PyGPUkit — Lightweight GPU Runtime for Python

A minimal, modular GPU runtime with Rust-powered scheduler, NVRTC JIT compilation, and a clean NumPy-like API.

PyPI version License: MIT


Overview

PyGPUkit is a lightweight GPU runtime for Python that provides:

  • Single-binary distribution — works with just GPU drivers, no CUDA Toolkit needed
  • Rust-powered scheduler with admission control, QoS, and resource partitioning
  • NVRTC JIT (optional) for custom kernel compilation
  • A NumPy-like GPUArray type
  • Kubernetes-inspired GPU scheduling (bandwidth + memory guarantees)

PyGPUkit aims to be the "micro-runtime for GPU computing": small, fast, and ideal for research, inference tooling, DSP, and real-time systems.

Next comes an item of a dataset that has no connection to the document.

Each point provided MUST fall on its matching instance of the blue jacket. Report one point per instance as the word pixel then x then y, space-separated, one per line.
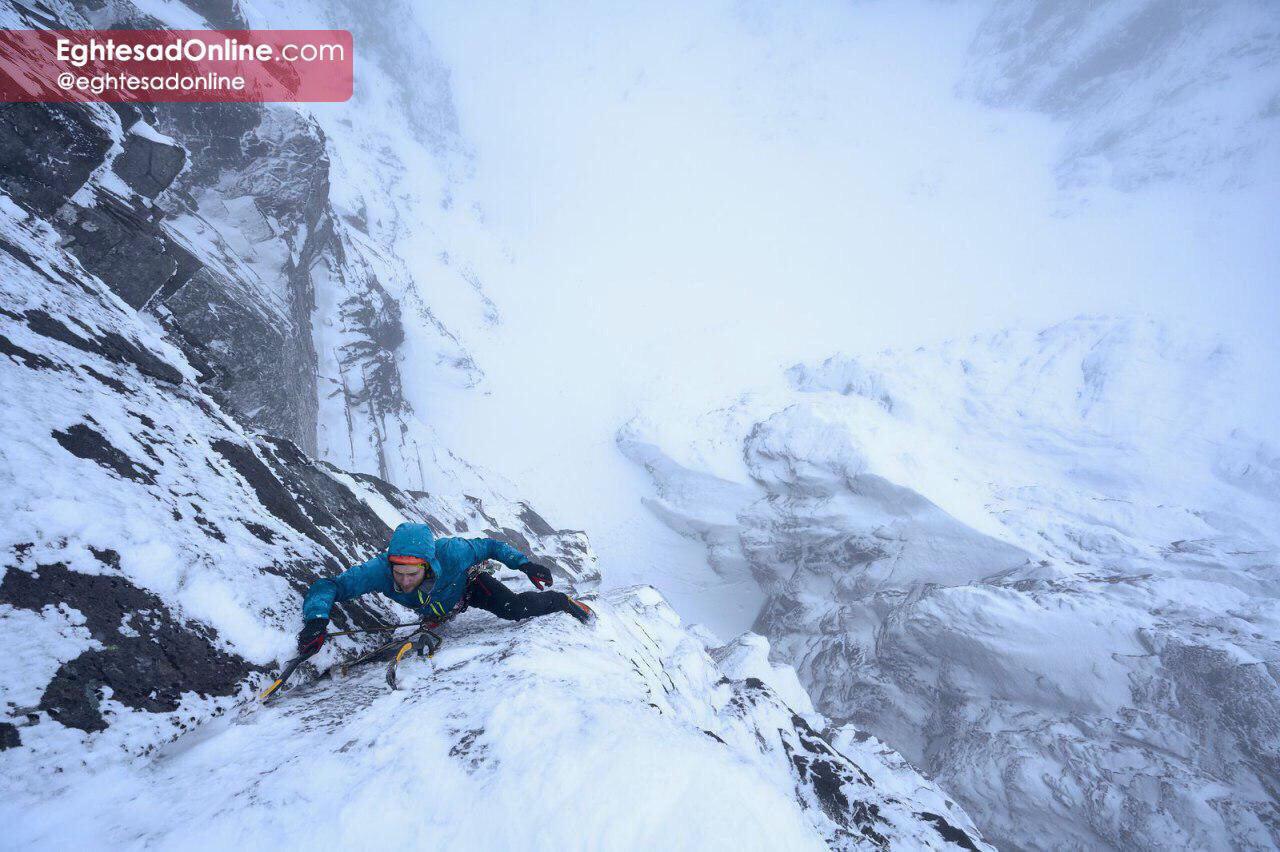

Note: PyGPUkit is NOT a PyTorch/CuPy replacement—it's a lightweight runtime for custom GPU workloads where full ML frameworks are overkill.


What's New in v0.2.5

FP16 / BF16 Support

Feature Description
FP16 (float16) Half-precision floating point
BF16 (bfloat16) Brain floating point (better dynamic range)
FP32 Accumulation Numerical stability via FP32 intermediate
Type Conversion astype() for seamless dtype conversion
import pygpukit as gpk
import numpy as np

# FP16 operations
a = gpk.from_numpy(np.random.randn(1024, 1024).astype(np.float16))
b = gpk.from_numpy(np.random.randn(1024, 1024).astype(np.float16))
c = a @ b  # FP16 matmul

# BF16 operations
arr = np.random.randn(1024, 1024).astype(np.float32)
a_bf16 = gpk.from_numpy(arr).astype(gpk.bfloat16)
b_bf16 = gpk.from_numpy(arr).astype(gpk.bfloat16)
c_bf16 = a_bf16 @ b_bf16  # BF16 matmul
result = c_bf16.astype(gpk.float32)  # Convert back to FP32

Reduction Operations

Operation Description
gpk.sum(a) Sum of all elements
gpk.mean(a) Mean of all elements
gpk.max(a) Maximum element

Operator Overloads

c = a + b   # Element-wise add
c = a - b   # Element-wise subtract
c = a * b   # Element-wise multiply
c = a / b   # Element-wise divide
c = a @ b   # Matrix multiplication

What's New in v0.2.4

Single-Binary Distribution

Feature Description
Driver-only mode Only nvcuda.dll (GPU driver) required
Dynamic NVRTC JIT loaded at runtime, optional
No cudart dependency Eliminated CUDA Runtime dependency
Smaller wheel No bundled DLLs
import pygpukit as gp

# Works with just GPU drivers!
print(f"CUDA: {gp.is_cuda_available()}")      # True (if GPU driver installed)
print(f"NVRTC: {gp.is_nvrtc_available()}")    # True (if CUDA Toolkit installed)
print(f"NVRTC Path: {gp.get_nvrtc_path()}")   # Path to NVRTC DLL (if available)

TF32 TensorCore GEMM

Feature Description
PTX mma.sync Direct TensorCore access via inline PTX assembly
cp.async Pipeline Double-buffered async memory transfers
TF32 Precision 19-bit mantissa (vs FP32's 23-bit), ~0.1% per-op error
SM 80+ Required Ampere architecture (RTX 30XX+) required

Performance

Benchmark Comparison (RTX 3090 Ti, 8192×8192)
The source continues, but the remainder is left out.